Biden's Old Worldview
The president’s way of thinking about foreign policy seems to have been frozen in amber a quarter century ago.
Peter Beinart comments on how dated Biden’s worldview is:
So, in that interview, when he was trying to tell George Stephanopoulos why he had been a good president and why Americans needed to reelect him, if you notice the thing that Biden kept coming back to again and again—he mentioned it six times—is NATO. He says, ‘I was the guy that expanded NATO.’ He talked about what he’s doing in Europe with regard to expansion of NATO. ‘I’m the guy that put NATO together,’ he says. ‘I’m doing a hell of a lot of other things, like wars around the world, like keeping NATO together. Who’s gonna be able to hold NATO together like me?’
He talks about NATO again and again and again. And it seems to me somewhat disconnected from reality. Where is the chorus of people in America who want to be expanding NATO?

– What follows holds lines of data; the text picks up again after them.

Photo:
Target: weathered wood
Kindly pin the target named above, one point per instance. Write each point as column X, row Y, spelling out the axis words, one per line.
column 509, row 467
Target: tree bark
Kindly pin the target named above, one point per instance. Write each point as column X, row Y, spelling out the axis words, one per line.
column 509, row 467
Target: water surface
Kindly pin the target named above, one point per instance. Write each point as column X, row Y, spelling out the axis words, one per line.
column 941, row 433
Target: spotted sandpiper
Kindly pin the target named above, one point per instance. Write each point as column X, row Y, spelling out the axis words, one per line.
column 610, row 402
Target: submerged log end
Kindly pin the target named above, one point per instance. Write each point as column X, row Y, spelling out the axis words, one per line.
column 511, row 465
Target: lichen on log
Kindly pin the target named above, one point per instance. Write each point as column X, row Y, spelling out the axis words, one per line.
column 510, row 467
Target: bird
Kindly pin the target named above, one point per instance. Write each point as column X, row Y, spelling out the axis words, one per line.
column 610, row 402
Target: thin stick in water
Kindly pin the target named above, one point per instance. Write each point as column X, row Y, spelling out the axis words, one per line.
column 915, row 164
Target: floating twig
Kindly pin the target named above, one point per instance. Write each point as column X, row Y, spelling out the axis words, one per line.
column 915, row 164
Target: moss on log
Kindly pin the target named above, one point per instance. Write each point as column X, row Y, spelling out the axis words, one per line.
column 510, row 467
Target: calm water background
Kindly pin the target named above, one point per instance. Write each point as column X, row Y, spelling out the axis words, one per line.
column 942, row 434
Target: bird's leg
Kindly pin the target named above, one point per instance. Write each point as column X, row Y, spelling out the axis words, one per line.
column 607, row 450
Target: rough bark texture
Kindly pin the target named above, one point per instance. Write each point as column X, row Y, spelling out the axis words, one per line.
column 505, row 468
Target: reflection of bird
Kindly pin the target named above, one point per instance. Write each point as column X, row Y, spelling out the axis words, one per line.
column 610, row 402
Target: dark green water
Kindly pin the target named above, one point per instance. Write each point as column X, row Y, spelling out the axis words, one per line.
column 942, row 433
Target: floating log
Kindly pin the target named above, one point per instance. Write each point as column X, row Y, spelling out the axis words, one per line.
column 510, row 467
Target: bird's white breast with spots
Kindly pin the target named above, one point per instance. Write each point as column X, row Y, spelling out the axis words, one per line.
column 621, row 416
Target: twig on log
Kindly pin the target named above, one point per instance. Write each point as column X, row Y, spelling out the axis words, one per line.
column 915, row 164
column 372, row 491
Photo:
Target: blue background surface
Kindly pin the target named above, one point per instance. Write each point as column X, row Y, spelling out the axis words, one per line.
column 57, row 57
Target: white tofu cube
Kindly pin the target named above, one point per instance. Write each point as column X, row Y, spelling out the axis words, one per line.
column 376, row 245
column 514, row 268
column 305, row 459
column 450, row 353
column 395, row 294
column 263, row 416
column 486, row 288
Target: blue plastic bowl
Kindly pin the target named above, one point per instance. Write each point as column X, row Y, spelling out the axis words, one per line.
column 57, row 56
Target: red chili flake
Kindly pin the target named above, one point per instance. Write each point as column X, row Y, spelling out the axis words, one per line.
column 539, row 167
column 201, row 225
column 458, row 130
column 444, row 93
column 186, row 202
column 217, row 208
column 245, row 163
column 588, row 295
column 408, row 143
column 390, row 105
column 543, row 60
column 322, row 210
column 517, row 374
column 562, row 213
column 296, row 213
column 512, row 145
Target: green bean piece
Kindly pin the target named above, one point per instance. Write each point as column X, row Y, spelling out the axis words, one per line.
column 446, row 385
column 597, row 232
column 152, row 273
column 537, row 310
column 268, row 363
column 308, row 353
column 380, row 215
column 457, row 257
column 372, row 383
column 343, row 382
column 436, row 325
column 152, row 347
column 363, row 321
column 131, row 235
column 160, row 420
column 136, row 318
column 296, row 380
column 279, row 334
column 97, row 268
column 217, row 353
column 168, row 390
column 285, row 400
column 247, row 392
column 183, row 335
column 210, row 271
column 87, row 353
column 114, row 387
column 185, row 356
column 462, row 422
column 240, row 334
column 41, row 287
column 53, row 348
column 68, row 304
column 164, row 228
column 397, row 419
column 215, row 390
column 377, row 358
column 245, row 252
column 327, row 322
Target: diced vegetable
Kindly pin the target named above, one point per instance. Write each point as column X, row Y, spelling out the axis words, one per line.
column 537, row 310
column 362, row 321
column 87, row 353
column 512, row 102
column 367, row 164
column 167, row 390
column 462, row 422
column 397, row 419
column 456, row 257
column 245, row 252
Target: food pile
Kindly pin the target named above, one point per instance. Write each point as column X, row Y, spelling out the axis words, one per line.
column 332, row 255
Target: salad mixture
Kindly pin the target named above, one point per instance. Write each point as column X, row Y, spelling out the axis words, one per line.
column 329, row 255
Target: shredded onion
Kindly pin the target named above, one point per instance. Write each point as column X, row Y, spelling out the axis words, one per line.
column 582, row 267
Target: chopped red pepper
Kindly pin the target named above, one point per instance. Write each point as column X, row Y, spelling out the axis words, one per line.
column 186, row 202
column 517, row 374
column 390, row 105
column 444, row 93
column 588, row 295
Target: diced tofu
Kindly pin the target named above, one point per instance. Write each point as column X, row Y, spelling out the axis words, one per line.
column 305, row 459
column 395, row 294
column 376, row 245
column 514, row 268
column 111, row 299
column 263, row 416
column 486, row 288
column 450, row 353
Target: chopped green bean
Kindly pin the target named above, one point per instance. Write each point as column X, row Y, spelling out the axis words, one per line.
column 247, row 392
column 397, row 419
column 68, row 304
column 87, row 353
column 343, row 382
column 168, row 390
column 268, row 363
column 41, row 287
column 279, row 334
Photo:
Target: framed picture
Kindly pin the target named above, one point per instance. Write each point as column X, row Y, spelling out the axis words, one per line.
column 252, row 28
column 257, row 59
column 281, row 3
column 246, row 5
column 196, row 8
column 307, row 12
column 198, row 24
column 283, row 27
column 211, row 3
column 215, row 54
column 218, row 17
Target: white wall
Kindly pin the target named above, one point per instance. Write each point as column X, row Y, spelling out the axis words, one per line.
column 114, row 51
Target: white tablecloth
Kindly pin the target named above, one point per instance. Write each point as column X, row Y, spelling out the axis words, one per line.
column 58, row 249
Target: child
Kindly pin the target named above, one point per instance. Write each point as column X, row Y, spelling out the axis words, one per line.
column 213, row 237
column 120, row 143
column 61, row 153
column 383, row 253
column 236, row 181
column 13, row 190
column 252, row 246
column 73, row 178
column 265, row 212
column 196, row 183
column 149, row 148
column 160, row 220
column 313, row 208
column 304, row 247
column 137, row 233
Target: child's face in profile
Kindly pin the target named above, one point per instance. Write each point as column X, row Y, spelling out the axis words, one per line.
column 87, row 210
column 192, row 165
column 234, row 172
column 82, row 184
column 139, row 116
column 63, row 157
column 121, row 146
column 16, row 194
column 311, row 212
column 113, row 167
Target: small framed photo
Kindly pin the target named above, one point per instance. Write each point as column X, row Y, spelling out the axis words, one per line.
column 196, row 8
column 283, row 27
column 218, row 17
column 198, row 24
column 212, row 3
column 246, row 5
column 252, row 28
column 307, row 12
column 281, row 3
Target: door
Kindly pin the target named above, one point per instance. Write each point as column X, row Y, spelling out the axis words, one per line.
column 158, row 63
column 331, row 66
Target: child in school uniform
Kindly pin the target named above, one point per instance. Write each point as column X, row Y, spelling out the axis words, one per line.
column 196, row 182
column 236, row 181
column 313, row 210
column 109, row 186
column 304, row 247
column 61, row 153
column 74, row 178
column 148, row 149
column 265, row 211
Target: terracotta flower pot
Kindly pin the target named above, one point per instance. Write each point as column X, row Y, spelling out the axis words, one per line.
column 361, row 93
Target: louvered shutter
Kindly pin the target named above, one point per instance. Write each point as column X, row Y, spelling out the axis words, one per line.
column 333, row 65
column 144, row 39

I noted in my column last week that Biden’s belief that the U.S. is the indispensable nation showed how outdated his thinking was. Here he is running for president in 2024, and he is citing a talking point from the last century about the U.S. role in the world as if nothing has changed since then. The president’s way of thinking about foreign policy seems to have been frozen in amber a quarter century ago. Even if he were up for doing the job for another four years, his ideas are a poor match for the times.